I'm going to argue against turning off OCSP checks (and ARI once implemented) when running certbot renew interactively: If an administrator gets a notification from the CA that their certificates are revoked (or about to be), then ideally them just logging in and running certbot renew would be sufficient (if they didn't want to wait for the next time the cron job would otherwise run).

4 Likes

That's reasonable. In that case, maybe it should be a non-default option to skip the check.

3 Likes

But wouldn't that only be useful if run interactively? Is there strong benefit for that?

The background renew should check OCSP or ARI so that it can renew unattended.

Generally I agree that modestly large installs could be improved. The --deploy-hook signal is clever idea. That said, is there enough emphasis on Certbot going forward for such architectural changes with all that entails - even more docs, announcements, education, more tests, beta cycles, ...

Today I think modestly large installs would just be better off not using --apache or -nginx plugin in favor of webroot and doing a single server reload after. Or, of course migrating to caddy, Apache mod_md or similar.

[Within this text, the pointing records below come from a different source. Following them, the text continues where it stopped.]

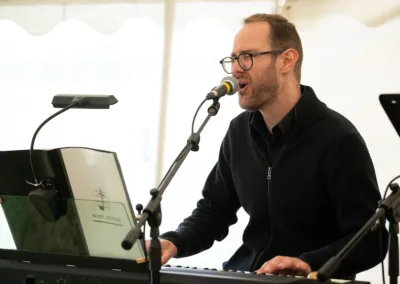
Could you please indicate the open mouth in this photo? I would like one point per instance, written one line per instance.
(242, 85)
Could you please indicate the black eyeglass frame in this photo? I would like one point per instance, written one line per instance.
(251, 55)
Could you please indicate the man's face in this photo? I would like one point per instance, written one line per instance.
(259, 85)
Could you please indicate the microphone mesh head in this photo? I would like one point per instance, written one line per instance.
(233, 83)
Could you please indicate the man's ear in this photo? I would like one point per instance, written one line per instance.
(288, 60)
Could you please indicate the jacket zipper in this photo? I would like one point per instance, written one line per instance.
(269, 177)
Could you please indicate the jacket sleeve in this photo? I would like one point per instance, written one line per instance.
(350, 181)
(214, 213)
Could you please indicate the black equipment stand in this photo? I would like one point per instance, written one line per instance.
(152, 212)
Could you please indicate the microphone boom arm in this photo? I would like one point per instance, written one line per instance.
(152, 212)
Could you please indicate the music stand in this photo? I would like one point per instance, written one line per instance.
(94, 209)
(391, 106)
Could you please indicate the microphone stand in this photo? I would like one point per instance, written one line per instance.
(387, 209)
(152, 212)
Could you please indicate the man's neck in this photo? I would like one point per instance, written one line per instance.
(280, 106)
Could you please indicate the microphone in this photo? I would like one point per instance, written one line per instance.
(228, 86)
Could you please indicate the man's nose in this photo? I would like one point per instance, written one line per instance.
(236, 69)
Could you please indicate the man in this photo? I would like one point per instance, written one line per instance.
(299, 169)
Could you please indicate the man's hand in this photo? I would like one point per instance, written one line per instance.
(168, 250)
(285, 265)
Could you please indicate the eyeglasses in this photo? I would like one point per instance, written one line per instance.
(245, 60)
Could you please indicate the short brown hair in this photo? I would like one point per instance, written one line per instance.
(283, 35)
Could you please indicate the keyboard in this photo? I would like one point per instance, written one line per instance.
(20, 272)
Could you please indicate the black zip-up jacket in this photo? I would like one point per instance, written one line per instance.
(319, 191)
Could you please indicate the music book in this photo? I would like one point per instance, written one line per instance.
(96, 210)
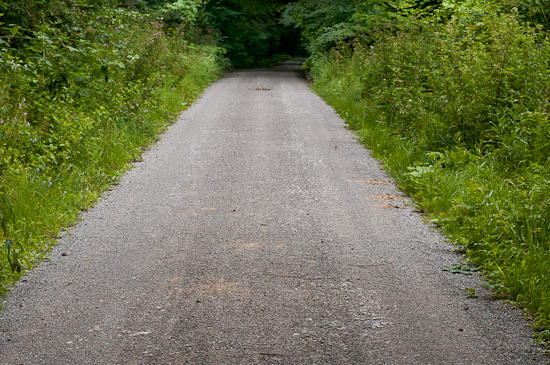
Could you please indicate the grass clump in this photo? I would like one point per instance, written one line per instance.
(83, 90)
(457, 109)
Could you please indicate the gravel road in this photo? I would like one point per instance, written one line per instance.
(258, 230)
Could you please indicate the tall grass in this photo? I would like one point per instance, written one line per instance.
(458, 112)
(78, 103)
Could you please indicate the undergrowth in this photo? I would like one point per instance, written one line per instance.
(458, 112)
(81, 95)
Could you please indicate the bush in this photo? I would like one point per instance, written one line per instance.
(80, 98)
(458, 110)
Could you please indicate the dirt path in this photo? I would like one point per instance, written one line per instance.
(258, 230)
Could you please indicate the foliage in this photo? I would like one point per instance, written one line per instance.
(249, 30)
(456, 104)
(83, 89)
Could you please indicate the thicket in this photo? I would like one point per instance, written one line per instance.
(84, 87)
(454, 97)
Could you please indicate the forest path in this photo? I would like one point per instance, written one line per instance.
(258, 230)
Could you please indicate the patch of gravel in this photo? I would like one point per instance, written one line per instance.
(258, 230)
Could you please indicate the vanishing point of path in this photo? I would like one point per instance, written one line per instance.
(257, 231)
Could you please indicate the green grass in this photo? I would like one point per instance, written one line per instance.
(463, 128)
(63, 142)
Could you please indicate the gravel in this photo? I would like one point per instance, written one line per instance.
(258, 230)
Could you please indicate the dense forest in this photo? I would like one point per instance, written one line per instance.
(452, 96)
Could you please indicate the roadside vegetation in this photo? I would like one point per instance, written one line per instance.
(85, 86)
(453, 97)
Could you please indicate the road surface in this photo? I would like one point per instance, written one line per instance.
(258, 230)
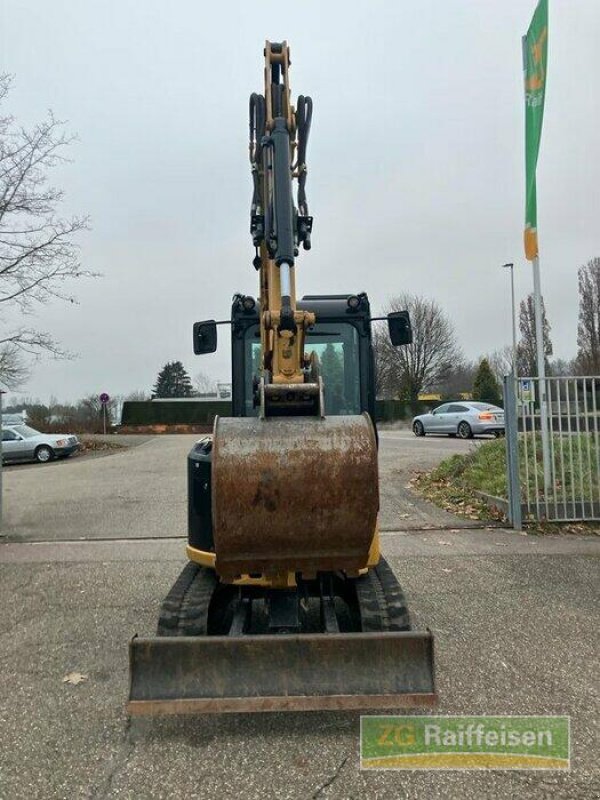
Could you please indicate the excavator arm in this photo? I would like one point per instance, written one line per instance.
(278, 139)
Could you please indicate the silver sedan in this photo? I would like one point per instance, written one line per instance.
(462, 419)
(22, 443)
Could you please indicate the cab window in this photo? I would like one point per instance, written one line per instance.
(337, 348)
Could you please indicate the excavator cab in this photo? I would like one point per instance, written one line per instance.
(286, 602)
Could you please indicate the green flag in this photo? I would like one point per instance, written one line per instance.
(535, 52)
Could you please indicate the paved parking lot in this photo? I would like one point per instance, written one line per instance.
(515, 620)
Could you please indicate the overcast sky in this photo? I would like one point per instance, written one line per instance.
(416, 165)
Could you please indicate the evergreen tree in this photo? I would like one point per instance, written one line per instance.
(485, 385)
(588, 329)
(173, 381)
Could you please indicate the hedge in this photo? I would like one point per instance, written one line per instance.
(193, 412)
(184, 412)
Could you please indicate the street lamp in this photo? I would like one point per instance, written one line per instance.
(514, 319)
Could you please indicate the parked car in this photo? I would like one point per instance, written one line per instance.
(462, 419)
(22, 443)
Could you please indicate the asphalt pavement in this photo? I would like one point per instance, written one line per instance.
(514, 616)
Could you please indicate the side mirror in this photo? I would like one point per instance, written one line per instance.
(399, 328)
(205, 337)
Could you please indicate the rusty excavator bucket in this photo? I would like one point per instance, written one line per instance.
(307, 672)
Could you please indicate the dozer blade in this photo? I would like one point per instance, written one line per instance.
(281, 672)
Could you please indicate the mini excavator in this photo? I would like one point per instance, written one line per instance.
(286, 602)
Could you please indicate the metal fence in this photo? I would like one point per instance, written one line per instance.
(565, 485)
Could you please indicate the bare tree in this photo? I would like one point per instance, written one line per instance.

I have to wonder about going beyond modestly large installs to even bigger ones. It seems those challenges are not speed of a single cert request but managing rate limits. And, managing backup CA's and similar. How would people be coached as to the suitability of Certbot for these? I mean, we can't well say "look this Certbot is great for big installs" only to have it fall due to these other issues.

7 Likes

A few thoughts:

IMHO, if someone has "a large number of certificates" they should not be using Certbot and the recommendations should be to use another client.

I am not saying this because Certbot is historically terrible for large integrations (which especially holds true for Nginx over Apache), but purely from a product-market opportunity fit. There are many clients now that specialize in large scale integrations, while Certbot has been positioned as the "entry level" and "swiss army knife" of ACME clients. I think the Certbot team's resources would be better spent addressing the smaller use cases and expanding compatibility in general.

If someone were to prefer using Certbot for large-scale systems, while I agree with the overall ideas @schoen shared - I am concerned for their potential impact and over-complication of management on smaller installations. As another Python developer, I definitely have anxiety over bringing in async code and the guaranteed sh*tshow of user issues because that happens in every project I've contributed to.

My suggestion is that larger deployments who wish to use Certbot should use a dedicated Certbot process invoked by a new subcommand, perhaps certbot coordinator somewhat akin to running certbot standalone mode on a higher --http-01-port with ProxyPass (not sure how to support tls-alpn-01). Using the new subcommand would utilize a secondary lockfile, so it can run in the background and still allow Certbot to run as normal. If normal Certbot detects the daemonized version, it messages that process to process the commands - otherwise it runs as normal.

The daemonized version would then be configured - via command line - with the deploy hook options regarding what to run and when. This might be for groups of domains/server blocks, or in 15 minute intervals.

That would largely remove the need for utilizing async code, the daemon process should be able to handle most things itself, but can use the standard threads/multiprocessing support. If users run into issues, disabling the daemeonized version would just cause certbot renew to fallback on normal operations.

7 Likes

This topic was automatically closed 30 days after the last reply. New replies are no longer allowed.